Ernie waved one thin hand condescendingly at her. “Don’t worry. You got ten grand left in there. Can’t see my ex-wife on the streets. People might talk. Should tide you over. Plus two fifty for being a good girl.”
“But I’m your wife,” Diana said. She blinked back the tears, she so badly wanted not to cry in front of Felicity, that smug, aggravating bitch, but she had no choice.
“Not for long,” Ernie said, smirking.
Diana had howled in misery and stumbled back into the lobby. As she stepped into the elevator, the sound of barely muted giggling from Felicity had greeted her, rising up like the hideous bubbling of a cauldron. She had ridden down to the lobby with tears streaming down her face, and the elevator attendant had been reduced to studying his shoes very carefully, making her, Diana, invisible as a lurching drunk on a bus.
Mercifully the cabby who had taken her home—she had no wish to be told by Richard he couldn’t drive her anymore—didn’t ask any questions, either.

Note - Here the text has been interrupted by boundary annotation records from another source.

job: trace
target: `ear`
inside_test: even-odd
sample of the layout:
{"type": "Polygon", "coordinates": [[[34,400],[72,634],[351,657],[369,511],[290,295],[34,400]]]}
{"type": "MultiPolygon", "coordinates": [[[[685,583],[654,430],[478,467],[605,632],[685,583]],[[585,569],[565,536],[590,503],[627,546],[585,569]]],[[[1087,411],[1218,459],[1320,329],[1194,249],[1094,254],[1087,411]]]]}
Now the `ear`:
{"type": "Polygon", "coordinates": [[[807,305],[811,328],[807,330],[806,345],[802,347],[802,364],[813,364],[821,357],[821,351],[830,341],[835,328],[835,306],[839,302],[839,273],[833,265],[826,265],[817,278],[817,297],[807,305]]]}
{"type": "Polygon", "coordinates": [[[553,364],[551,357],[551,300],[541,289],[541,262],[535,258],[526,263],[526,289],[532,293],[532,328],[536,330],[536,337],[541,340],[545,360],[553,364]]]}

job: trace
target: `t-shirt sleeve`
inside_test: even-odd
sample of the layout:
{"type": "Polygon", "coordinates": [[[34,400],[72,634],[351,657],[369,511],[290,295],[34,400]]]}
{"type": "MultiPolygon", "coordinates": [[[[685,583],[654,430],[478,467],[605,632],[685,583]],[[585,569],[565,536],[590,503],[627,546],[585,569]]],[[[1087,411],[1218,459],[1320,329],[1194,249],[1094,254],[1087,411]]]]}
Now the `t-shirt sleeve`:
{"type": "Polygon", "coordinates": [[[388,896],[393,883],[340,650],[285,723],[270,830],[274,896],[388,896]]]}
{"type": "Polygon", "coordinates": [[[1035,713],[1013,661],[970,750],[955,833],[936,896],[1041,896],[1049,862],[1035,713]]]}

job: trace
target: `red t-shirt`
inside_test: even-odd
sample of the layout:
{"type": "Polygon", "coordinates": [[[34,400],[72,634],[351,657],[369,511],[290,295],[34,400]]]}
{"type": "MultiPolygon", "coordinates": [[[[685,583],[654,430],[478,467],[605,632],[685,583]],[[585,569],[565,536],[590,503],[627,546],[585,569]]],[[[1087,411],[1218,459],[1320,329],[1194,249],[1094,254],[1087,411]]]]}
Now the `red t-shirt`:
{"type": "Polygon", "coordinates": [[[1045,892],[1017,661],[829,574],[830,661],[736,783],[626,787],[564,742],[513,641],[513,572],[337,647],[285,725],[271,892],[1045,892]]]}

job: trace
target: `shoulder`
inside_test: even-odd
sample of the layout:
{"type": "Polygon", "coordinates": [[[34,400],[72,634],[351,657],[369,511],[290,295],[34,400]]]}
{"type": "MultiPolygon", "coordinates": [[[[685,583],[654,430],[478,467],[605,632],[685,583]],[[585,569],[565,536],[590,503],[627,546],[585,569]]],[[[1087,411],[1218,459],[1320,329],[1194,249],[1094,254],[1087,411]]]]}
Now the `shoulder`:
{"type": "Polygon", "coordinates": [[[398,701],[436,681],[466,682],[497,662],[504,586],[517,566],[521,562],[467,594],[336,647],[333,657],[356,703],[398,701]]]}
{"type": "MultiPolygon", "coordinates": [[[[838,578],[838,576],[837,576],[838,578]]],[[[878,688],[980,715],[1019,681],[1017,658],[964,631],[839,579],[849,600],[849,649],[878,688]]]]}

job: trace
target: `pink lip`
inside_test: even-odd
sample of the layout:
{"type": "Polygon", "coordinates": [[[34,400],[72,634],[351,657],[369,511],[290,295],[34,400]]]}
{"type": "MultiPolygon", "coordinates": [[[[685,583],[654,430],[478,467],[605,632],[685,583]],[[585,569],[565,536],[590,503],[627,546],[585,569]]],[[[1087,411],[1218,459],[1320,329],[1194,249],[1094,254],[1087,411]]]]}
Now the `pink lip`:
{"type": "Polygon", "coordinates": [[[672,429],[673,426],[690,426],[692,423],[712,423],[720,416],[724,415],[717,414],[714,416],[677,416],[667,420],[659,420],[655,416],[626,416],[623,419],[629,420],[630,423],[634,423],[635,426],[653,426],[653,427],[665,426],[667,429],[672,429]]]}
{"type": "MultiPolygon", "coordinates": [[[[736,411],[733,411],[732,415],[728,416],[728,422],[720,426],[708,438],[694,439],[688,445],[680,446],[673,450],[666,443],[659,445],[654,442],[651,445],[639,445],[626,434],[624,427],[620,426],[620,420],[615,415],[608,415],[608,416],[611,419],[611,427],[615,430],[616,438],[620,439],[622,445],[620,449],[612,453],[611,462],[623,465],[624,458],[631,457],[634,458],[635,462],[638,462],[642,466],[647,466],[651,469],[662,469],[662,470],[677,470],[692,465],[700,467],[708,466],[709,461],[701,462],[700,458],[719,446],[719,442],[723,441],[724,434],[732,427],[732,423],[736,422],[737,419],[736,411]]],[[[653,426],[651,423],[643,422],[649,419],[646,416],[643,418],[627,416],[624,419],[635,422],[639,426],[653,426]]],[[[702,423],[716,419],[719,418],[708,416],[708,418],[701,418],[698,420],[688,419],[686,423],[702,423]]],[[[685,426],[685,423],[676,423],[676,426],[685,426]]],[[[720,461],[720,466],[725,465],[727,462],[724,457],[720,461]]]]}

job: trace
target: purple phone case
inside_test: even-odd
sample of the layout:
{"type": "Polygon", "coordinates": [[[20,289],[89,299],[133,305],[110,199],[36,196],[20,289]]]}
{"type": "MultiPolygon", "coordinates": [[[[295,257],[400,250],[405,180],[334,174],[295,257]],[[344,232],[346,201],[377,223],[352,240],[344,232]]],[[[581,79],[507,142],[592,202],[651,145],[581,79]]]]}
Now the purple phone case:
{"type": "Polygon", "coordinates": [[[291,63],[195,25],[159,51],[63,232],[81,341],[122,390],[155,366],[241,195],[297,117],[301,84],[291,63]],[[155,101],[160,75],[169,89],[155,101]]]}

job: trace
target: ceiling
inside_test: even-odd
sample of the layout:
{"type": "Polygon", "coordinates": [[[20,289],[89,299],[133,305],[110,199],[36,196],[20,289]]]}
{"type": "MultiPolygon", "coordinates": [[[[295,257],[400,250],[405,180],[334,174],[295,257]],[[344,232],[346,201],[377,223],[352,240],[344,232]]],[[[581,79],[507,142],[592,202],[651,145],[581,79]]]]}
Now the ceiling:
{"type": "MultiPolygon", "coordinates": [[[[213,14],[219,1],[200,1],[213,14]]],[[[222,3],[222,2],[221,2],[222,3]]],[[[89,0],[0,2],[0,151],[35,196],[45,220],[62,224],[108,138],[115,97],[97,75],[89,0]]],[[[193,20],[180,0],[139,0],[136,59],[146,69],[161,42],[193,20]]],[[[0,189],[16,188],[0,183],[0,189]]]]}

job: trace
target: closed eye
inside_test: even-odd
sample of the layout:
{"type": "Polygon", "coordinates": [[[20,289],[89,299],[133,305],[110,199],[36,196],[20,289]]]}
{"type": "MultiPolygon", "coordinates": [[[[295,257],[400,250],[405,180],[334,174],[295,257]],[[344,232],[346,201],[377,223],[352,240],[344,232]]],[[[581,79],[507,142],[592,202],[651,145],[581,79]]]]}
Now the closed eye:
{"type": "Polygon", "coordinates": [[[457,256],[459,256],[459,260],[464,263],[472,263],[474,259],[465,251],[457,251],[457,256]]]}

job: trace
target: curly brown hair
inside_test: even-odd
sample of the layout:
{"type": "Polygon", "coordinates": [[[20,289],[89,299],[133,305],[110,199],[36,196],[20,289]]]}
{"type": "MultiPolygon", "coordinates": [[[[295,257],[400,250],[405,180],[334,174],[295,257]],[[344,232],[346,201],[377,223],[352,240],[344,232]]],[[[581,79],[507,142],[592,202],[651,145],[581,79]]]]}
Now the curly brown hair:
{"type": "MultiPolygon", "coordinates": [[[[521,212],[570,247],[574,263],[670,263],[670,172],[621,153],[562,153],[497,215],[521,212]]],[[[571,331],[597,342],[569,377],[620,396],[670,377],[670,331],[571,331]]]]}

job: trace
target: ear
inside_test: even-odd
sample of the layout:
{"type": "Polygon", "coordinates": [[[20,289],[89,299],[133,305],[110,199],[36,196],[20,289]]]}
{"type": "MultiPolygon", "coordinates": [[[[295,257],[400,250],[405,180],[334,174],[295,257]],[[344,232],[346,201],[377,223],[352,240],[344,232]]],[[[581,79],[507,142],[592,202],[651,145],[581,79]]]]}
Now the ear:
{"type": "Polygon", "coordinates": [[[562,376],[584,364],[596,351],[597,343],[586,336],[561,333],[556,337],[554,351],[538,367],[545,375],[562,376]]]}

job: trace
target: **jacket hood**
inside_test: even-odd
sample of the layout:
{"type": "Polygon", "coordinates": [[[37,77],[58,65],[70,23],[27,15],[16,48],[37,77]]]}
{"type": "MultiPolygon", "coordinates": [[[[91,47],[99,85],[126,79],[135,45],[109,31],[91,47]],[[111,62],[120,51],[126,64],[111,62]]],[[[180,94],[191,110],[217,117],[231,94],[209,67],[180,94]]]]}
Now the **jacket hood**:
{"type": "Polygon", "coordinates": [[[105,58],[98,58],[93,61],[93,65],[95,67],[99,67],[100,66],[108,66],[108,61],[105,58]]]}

This was New York, and misery was common. People minded their own business here.
Diana shook her head, to get rid of the memories. This was real. This utter nightmare, it was real. She had checked last night, and this morning she couldn’t even afford her rent for more than a couple of months. Ernie was determined to cast her off, to make a beggar of her. She was suddenly, pathetically grateful for the grinding routine of her job.
Determined to make the best of it, Diana regarded her tired reflection in the mirror? She was a pro at beauty. She had time to take care of those dark shadows, to wash her hair, to put on her best stuff, to douse herself with her bottle of Joy—the most expensive scent in the world. No matter how bad things got, she still had her beauty.
I always relied on it, Diana told herself, and I still can now.
*
Diana turned up at the office at five to eight. She was wearing one of her sexiest business suits, a camel cotton, tailored suit with a sharply cut jacket that emphasized the flare of her breasts and bottom, and the dainty narrowness of her waist. Her face was a muted, glowing palette of berry and bronze color, the concealers had erased the shadows, and she wore her hair up, neatly, in a French chignon. Defiantly, her engagement and wedding rings still glittered on her left hand. A fragrant cloud of scent hung about her, if you dared to get close enough. The sheerest Woolford hose and butterscotch Patrick Cox heels completed the look.